March 15, 2017
Take me to your readers
by Simon Reichley
Folks, we had a good run. But recent events have clearly demonstrated that humans simply can’t hack it as the dominant species on the planet. We need help. Luckily, robot librarians are here to save us from ourselves.
Later this year, Dubai-based education technology firm ATLAB will release into classrooms across the United Arab Emirates a swarm of cutesy robots with cartoon eyelashes, penguin-arms, and robustly apportioned 3D cameras and infrared sensors that allow them to perform sophisticated facial analysis, recognizing authorized users and challenging “unknown strangers.” According to a report in Arabian Business, the platform, called TeachAssist, will function as a sort of in-class librarian, helping students locate and check out books, responding to questions, and pulling research materials from the cloud. It will also be capable of managing other teacherly duties such as checking attendance, and guiding students and visitors through the school.
The robot is a customised version of Qihan Technology’s Sanbot, a cloud-enabled “humanoid service robot,” running a souped-up version of the Android operating system, which can be customized to suit a variety of working environments. According to a recent Khaleej Times staff report, TeachAssist will be able to respond to a student’s voice and touch commands, and can even read posture and body language. It is also capable of projecting HD images and video à la R2-D2.
So, cool. We’ve arrived at the Jetsons-threshold of futurism.
The introduction of the TeachAssist comes at a time when the UAE is drastically overhauling its national educational standards and struggling to fill teaching vacancies in the private schools that have been proliferating across the country. Outside of the educational system, the Emirati labor force remains in a state of controversy and turmoil. According to Human Rights Watch, foreign migrants make up eighty percent of the UAE’s population, and ninety percent of its workforce. These workers are allowed into the labor force through a system of corporate sponsorship called kafala. Kafala systems are used in several Gulf states, and often give sponsors and employers an extraordinary amount of control over the lives of their workers. The UAE’s kafala system institutionalizes a condition of bonded servitude approaching slavery, in which employers can deport, abuse, and deny wages to migrant employees with impunity.
HRW and other human rights organizations have been putting pressure on the UAE to reform its kafala system for years, but progress has been slow, and uneven. Notably, recent legislation has brought foreign domestic workers into the same regulatory category as other laborers, which, if it’s enforced, would extend significant protections to the foreign nationals, almost all women, working in Emirati homes as nurses, maids, and nannies.

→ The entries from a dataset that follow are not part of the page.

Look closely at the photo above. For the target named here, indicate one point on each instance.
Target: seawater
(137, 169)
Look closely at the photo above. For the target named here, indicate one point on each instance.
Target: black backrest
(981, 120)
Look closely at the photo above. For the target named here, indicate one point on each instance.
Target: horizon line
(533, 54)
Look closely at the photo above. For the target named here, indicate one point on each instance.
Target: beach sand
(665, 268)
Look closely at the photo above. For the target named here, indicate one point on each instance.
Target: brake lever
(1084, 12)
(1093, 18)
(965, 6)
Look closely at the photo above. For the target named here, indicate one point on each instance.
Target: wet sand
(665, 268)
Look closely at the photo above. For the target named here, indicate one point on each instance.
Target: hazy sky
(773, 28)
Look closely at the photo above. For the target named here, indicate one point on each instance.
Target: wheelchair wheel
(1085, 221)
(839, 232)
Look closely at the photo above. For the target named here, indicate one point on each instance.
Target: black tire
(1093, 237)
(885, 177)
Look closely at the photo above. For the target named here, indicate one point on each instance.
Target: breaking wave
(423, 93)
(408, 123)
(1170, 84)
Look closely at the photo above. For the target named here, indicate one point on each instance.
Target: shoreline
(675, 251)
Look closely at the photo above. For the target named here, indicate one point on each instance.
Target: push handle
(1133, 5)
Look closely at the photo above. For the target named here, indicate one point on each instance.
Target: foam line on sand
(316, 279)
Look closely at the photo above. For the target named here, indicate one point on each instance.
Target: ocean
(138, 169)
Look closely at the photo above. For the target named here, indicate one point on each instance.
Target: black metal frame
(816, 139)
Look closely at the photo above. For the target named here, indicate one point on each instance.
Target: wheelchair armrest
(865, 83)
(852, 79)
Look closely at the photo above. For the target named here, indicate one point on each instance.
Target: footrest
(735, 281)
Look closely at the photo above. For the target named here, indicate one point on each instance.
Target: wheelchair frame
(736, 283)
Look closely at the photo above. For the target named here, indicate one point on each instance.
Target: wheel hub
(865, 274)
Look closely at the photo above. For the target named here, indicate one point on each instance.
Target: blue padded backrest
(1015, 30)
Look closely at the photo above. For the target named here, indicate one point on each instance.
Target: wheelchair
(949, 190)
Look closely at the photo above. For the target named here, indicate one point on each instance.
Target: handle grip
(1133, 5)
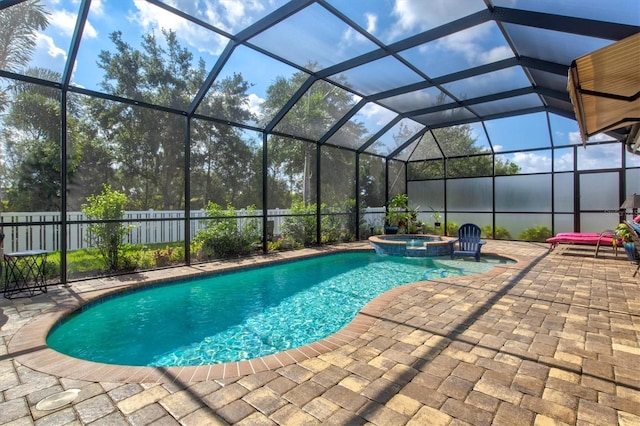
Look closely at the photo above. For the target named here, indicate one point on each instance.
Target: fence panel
(148, 227)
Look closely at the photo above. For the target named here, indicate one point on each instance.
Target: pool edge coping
(28, 345)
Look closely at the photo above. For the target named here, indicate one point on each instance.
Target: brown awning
(605, 87)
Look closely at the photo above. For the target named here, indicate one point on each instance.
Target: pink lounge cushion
(588, 238)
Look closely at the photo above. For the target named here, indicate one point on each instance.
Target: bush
(537, 233)
(109, 235)
(222, 237)
(301, 227)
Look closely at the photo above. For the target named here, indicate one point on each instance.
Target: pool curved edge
(28, 346)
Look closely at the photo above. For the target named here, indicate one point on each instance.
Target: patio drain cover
(57, 400)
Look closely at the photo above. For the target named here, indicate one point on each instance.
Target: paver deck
(553, 339)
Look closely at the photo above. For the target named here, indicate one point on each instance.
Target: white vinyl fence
(41, 231)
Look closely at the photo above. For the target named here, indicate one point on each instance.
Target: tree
(148, 145)
(222, 161)
(18, 27)
(319, 108)
(32, 145)
(456, 140)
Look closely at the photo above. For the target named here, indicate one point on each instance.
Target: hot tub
(411, 245)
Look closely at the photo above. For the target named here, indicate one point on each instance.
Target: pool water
(240, 315)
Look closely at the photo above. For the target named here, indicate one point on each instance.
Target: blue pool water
(240, 315)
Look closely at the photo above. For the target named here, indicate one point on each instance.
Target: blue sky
(333, 42)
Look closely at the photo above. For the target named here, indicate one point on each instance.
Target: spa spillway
(411, 245)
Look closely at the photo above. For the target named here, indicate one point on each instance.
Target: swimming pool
(239, 315)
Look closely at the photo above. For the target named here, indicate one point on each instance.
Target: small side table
(25, 273)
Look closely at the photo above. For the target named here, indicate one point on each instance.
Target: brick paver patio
(551, 340)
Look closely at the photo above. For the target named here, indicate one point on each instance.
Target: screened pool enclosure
(139, 134)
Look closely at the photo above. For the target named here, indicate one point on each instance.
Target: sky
(333, 42)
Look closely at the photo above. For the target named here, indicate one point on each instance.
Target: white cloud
(574, 138)
(532, 162)
(97, 8)
(65, 22)
(465, 43)
(47, 44)
(153, 18)
(372, 22)
(377, 114)
(413, 16)
(255, 105)
(563, 162)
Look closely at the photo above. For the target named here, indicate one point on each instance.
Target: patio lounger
(585, 238)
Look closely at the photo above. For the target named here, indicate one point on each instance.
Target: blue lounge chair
(468, 242)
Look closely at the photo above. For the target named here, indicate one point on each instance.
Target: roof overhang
(604, 87)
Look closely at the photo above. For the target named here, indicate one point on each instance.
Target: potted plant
(437, 216)
(398, 216)
(625, 234)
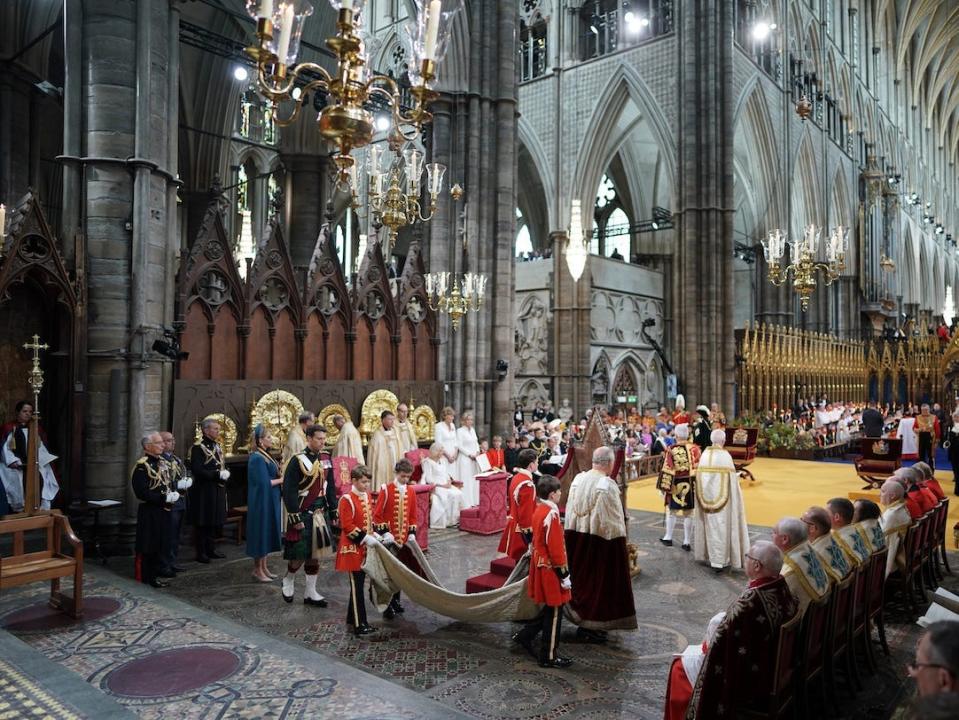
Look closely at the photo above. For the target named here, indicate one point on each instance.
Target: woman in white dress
(468, 446)
(444, 433)
(447, 498)
(907, 432)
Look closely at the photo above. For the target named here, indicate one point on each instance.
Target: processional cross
(31, 474)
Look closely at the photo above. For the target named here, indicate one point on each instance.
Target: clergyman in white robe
(468, 444)
(12, 474)
(720, 535)
(445, 434)
(349, 443)
(447, 501)
(907, 432)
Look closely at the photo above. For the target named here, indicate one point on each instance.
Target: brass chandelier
(346, 121)
(804, 265)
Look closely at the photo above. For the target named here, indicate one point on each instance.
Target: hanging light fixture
(576, 250)
(346, 121)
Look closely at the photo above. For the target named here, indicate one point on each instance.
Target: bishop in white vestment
(721, 537)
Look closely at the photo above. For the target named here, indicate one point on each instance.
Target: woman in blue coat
(263, 505)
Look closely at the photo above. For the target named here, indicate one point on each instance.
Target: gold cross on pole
(35, 378)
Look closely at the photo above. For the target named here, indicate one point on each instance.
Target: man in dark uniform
(208, 501)
(151, 485)
(702, 428)
(180, 481)
(308, 494)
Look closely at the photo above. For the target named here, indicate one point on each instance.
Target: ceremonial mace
(31, 476)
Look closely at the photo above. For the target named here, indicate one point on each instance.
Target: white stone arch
(907, 267)
(624, 105)
(535, 182)
(756, 160)
(806, 188)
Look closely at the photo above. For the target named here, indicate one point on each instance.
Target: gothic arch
(806, 188)
(625, 106)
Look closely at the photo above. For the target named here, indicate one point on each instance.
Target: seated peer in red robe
(522, 501)
(730, 679)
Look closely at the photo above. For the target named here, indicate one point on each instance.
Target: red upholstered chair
(342, 467)
(416, 457)
(489, 517)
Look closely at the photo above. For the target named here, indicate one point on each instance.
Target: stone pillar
(125, 67)
(570, 331)
(310, 187)
(705, 249)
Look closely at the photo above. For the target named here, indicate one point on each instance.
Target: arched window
(617, 235)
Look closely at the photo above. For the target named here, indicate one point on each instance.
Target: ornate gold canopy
(376, 402)
(278, 412)
(424, 423)
(227, 432)
(325, 418)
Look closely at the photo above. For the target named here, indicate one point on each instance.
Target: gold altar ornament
(424, 423)
(376, 402)
(228, 432)
(325, 418)
(278, 411)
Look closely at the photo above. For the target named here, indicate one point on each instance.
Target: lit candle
(286, 29)
(432, 29)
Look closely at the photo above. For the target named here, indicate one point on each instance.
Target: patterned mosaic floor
(229, 647)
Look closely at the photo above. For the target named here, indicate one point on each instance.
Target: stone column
(705, 244)
(309, 189)
(125, 67)
(570, 330)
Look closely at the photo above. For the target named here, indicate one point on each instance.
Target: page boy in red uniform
(549, 582)
(356, 533)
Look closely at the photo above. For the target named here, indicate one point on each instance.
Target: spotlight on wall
(762, 30)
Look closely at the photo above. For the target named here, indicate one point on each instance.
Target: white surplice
(447, 501)
(721, 536)
(467, 468)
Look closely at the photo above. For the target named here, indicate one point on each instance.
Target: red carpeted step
(482, 583)
(502, 566)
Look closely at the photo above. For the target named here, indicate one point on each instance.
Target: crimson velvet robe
(739, 666)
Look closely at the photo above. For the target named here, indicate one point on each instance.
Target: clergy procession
(494, 359)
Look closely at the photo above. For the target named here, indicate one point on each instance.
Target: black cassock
(150, 485)
(208, 494)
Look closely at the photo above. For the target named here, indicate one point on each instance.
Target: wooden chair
(875, 597)
(839, 652)
(780, 701)
(22, 568)
(815, 632)
(859, 632)
(939, 558)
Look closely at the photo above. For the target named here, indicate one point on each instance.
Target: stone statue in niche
(599, 382)
(213, 287)
(375, 306)
(415, 310)
(326, 300)
(532, 338)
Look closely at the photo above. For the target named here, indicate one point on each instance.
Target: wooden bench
(22, 568)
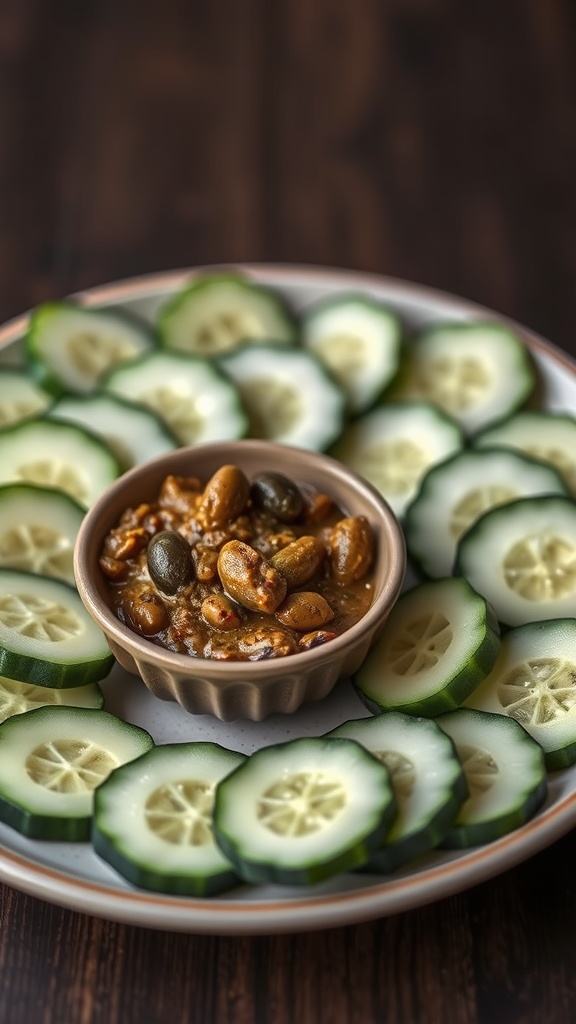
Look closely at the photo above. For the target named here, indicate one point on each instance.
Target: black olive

So how does the Sanbot/TeachAssist fit into this complicated situation? It seems plausible enough that TeachAssist is a beachhead of automated domestic/educational labor in a market that—if recent history is any indicator—prefers unthinking, tireless drones to real human workers. We’ve already seen the large-scale evacuation of human labor from the industrial manufacturing base, and are beginning to see automated labor make serious inroads into typically white-collar industries. Now, technologies like Sanbot are targeting cultural work as well.
Last year, we covered steps the Emirati government is taking to make the UAE an international hub for literary and print culture, establishing a “Publishing City” compound in Sharjah, the nation’s cultural capital, and mandating that employers provide dedicated reading time to workers.
Robotic child-shepherds and state-sponsorsed leisure reading? This sounds like a pretty chill future, and I’m sure that the 100% of UAE nationals who live comfortably above the poverty line, with the seventh-highest per capita GDP in the world, would agree. They’ll be living in oil-backed, fully-automated luxury and they won’t have to deal with any restive foreigners complaining about working twenty-one-hour shifts folding laundry with no pay and no breaks.
What’s everyone else going to do? That’s a problem we haven’t yet invented a robot for.
Simon Reichley is the rights and operations manager at Melville House.